The book, due out in June, rides the crest of a green publishing wave, as well as tapping into America’s fascination with its past presidents. The title’s evocative use of “warrior” and “crusade” buys into TR’s own penchant for patriotic military rhetoric, a hangover from his Cavalry Rough Riders days. It would be pleasing to see a less acquiescent approach within the book itself.

Our environmental heroes are often problematic – our attempts to “green” historical figures, even more so. This is particularly true of those whose great power and responsibility pull their morality in conflicting directions. We might consider the green patina retrospectively applied to these figures to be a kind of verdigris. The latter suggests a venerable age – these figures, we argue, have been green for a long time. The process of making verdigris (literally, the green of the Greeks, that used by Greek artists) is far from natural, however. One such process, dating from the Middle Ages, was to bury treated copper in dung. The shit was scraped off; the green remained. An unstable pigment unless bound in oil, verdigris fades when exposed to light. Perhaps Brinkley might contemplate the instructive example of verdigris on the eve of publication.

Leave Only Yurts

Today’s article about the Guardian-sponsored yurt being used for interviews at the Hay Festival got me thinking about the yurt as a structure for our times. The Turkic word “yurt” refers not to the wood-and-felt tent itself, but to the imprint left on the land once the tent is gone, packed up and relocated by its nomadic owners. By extension the term has come to mean, for its Central Asian users, not only tent or home, but kin and homeland. A connection not just to the immediate landscape but also to nationhood is indicated by the use of a stylised version of the yurt’s crown in the Kyrgyz flag. Traditionally the crown (or “tyndyk”) is passed between generations of a family, whatever the other modifications made to what is, in essence, a temporary structure.

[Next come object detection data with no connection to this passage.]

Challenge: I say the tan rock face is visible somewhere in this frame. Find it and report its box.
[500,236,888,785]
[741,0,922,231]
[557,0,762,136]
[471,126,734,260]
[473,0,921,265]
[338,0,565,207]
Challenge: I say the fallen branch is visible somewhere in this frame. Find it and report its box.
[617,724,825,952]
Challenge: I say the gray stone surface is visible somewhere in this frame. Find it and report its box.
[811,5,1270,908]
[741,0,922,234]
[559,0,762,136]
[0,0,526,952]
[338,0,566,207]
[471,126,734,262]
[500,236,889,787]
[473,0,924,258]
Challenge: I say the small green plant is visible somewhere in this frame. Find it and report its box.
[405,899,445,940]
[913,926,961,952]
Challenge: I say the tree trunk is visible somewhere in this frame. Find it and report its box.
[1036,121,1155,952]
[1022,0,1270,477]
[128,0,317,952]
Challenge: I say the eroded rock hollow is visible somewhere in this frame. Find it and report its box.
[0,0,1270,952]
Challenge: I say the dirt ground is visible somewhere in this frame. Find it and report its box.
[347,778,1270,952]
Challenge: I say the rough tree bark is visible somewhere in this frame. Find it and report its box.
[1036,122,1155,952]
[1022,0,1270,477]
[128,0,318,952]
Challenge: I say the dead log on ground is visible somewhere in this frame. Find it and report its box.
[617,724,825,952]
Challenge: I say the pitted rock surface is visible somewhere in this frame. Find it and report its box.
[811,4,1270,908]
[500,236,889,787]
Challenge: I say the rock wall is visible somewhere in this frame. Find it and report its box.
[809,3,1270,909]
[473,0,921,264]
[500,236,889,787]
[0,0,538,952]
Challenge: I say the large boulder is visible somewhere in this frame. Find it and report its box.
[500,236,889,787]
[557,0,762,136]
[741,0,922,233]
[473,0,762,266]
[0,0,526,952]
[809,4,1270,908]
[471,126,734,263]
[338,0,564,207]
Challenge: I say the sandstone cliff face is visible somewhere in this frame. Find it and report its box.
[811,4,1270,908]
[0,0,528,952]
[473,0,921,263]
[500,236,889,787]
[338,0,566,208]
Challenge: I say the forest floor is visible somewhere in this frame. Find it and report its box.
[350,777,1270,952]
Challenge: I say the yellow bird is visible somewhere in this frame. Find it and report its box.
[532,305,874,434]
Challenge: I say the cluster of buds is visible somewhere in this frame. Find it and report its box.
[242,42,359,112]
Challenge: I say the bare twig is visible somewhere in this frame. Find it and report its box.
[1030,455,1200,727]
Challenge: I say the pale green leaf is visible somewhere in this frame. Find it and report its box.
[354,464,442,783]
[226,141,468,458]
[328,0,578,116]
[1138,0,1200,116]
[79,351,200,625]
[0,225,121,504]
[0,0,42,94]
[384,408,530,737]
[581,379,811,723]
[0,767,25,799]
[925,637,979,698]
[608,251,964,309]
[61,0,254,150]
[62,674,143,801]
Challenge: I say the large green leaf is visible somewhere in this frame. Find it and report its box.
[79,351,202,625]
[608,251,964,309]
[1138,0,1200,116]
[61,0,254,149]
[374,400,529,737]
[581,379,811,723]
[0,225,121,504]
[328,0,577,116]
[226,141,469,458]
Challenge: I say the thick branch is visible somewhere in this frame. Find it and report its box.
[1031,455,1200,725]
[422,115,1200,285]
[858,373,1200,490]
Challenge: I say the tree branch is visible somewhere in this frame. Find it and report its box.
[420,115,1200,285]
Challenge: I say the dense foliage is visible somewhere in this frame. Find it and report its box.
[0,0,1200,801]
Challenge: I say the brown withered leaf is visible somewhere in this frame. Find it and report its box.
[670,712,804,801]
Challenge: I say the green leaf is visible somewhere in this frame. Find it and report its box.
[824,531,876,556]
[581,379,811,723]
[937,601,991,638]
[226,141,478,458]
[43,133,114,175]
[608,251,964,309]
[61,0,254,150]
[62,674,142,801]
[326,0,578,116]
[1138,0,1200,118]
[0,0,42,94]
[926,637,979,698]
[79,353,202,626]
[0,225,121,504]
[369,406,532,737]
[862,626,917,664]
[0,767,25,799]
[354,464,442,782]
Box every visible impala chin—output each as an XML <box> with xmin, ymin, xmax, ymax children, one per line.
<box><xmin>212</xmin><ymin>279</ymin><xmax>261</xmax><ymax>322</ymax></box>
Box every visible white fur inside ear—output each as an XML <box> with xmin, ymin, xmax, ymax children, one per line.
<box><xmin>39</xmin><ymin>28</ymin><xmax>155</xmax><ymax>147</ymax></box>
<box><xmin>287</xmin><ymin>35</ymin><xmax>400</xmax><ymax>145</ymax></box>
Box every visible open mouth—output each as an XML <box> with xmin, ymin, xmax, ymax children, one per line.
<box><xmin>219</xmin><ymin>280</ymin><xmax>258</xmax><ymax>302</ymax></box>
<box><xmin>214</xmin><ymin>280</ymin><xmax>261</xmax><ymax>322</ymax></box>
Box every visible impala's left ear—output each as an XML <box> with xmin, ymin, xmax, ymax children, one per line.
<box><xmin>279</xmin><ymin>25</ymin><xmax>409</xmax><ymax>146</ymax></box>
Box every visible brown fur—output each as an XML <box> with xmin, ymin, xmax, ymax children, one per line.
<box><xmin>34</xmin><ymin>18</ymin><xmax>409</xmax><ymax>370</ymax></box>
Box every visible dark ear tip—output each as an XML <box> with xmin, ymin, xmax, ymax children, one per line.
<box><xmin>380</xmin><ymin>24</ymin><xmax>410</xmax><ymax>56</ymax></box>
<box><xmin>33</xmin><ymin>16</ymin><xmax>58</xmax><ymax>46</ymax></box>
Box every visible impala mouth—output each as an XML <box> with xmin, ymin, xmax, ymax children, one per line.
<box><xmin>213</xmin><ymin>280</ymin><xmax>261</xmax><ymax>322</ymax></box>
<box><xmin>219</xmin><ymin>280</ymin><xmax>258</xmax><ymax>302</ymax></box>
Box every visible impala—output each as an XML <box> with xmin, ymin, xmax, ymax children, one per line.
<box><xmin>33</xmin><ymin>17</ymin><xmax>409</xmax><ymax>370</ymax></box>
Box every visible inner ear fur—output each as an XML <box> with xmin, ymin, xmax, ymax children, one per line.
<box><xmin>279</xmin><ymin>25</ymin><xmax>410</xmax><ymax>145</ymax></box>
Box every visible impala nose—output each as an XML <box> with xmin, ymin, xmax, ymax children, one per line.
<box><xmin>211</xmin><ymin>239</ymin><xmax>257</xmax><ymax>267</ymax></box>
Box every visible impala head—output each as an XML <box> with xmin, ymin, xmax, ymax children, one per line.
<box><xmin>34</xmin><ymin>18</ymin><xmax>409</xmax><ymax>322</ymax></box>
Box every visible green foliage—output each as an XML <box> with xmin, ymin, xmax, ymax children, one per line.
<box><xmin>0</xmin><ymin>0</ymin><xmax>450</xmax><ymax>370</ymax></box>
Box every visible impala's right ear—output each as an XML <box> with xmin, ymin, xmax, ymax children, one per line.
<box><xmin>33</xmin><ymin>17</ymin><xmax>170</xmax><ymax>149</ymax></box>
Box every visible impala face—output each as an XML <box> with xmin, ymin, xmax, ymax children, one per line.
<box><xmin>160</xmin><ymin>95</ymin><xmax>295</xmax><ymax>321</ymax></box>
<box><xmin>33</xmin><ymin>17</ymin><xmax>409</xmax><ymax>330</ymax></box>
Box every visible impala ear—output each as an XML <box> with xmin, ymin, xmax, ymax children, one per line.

The Turkic term “yurt” does not refer to the tent itself, then. Reference to the physical structure has accrued to the term, or its synonyms, in other cultures. The Turkic-speakers are on to something, thinking primarily of what we might today term their environmental footprint, and of the associations formed within their families and communities, inter-generationally. It is in part the nomadic lifestyle that allows a focus on the landscape and its resources, as well as bonds beyond the material – if you are forever to lose the particularity of place, and if the precise structure of your shelter has an element of contingency, your notion of home must be understood through other means.

The fashion for yurts has increased in the Western world since the 1970s, often billed as a sustainable way of living. Yurts play a crucial role in many eco holidays. We would do well to remember that the word itself reorients the yurt-dweller towards the structure’s physical (and emotional) footprint - a connection between dwelling and earth.

(Illustration: Mongolian Ger construction sketch by P.R. King)

Monday, 25 May 2009

Carteret Evacuation Latest


Tonight at 9pm on BBC Radio 4, "Costing the Earth" focuses on the evacuation of the Carteret Islands (details here). Dan Box (mentioned on springcoppice here; his blog here) has contributed many of the sound recordings for this documentary, following his recent return from the Islands. Dan's Royal Geographical Society-funded project will result in his own documentary for the BBC, due for broadcast later this year.